AM: The way to honor the Triangle legacy is through humane, practical, ENFORCIBLE legislation that does not crush individual initiative and promotes the creation of good jobs.
Eisa Nefertari Ulen is the author of Crystelle Mourning, a novel described by The Washington Post as “a call for healing in the African American community from generations of hurt and neglect.” She is the recipient of a Frederick Douglass Creative Arts Center Fellowship for Young African American Fiction Writers and a Provincetown Fine Arts Work Center Fellowship. Her essays, exploring topics ranging from Hip Hop to Muslim life in America post-9/11 to contemporary Black literature to the gap between the Civil Rights generation and Generation X, have been widely anthologized.
Appreciation of Albert Marrin’s Body of Work
True Blue Focus on an Author December 2, 1999.
The Bulletin of the Center for Children's Books:
Without much in the way of fireworks, Albert Marrin is quietly establishing himself as one of the main chroniclers of American history for young people. While not all of his books have fit under that umbrella, most of them do in one way or another; one of the refreshing things about Marrin's scope is that his American history is more than just what's happened in the United States themselves post-revolution; he treats the history of the Americas, north and south and surrounding waters, and their place in the world. In twenty years of writing, he's amassed an oeuvre that covers subjects ranging from the war in Vietnam (America and Vietnam: The Elephant and the Tiger) to Drake's fearsome escapades on the Spanish Main (The Sea King), in biographies, examinations of particular events, and explorations of historic shifts.
Now chair of the history department at Yeshiva University, Marrin has impeccable credentials, but he uses his professorial skills for good rather than evil (perhaps recalling his days as a social studies teacher at the junior-high level). His use of primary sources and his rigorous employment of notes are second to none, and his ability to bring freshness to well-trodden literary ground such as Civil War battlefields reflects an excellent eye for arrangement and selection of material. It's ironic that that sounds like rather a dry and dusty talent, as it's one of the talents that keeps his books from being dry and dusty. The historian who just wants to write the good stuff and not plan the structure keeps the fun for him or herself; the one who does the hard labor makes it possible for the readers to join in the fun. And the professor, bless his historian's heart, can also write, conveying with every book a passion and enthusiasm for the making of history that most readers can slog through textbooks for years without ever encountering.
What's also somewhat ironic is that Marrin is reintroducing excitement to classic exciting history, history that thrilled readers of half a century ago but that has become somewhat passe since.
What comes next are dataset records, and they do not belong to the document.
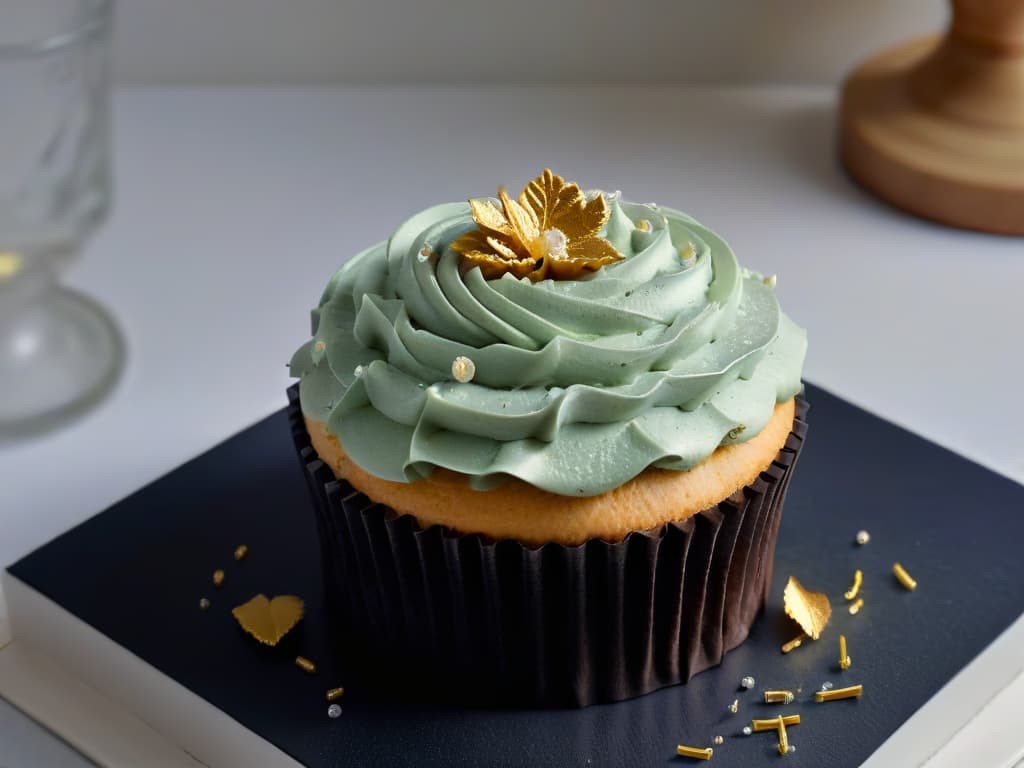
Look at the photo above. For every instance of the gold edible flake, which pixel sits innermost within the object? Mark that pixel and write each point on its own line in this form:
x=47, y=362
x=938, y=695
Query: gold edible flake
x=810, y=609
x=268, y=621
x=550, y=231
Cowboys and Indians! Pirates! Incan gold! Marrin rescues these from the "been there, done that" stage that occurs after "tried and true" and keeps the old allure while giving the traditional components fresh context. Sir Henry Morgan (Terror of the Spanish Main) isn't just a swashbuckling and piratical figure but a stout colonial burgher out for the main chance, moving from bloodshed to bureaucracy and back again as he sees fit. Marrin's treatments of the Civil War (in Unconditional Surrender and Virginia's General) don't limn the famous at the expense of the rank and file, nor do they lose the politics in the war stories or the war stories in the politics. They're all, in Marrin's books, important parts of the larger current of history. The glorious sweep of that current is sometimes a hard thing to appreciate when you're just dipping your toes in it, but Marrin makes diving right in an exhilarating experience.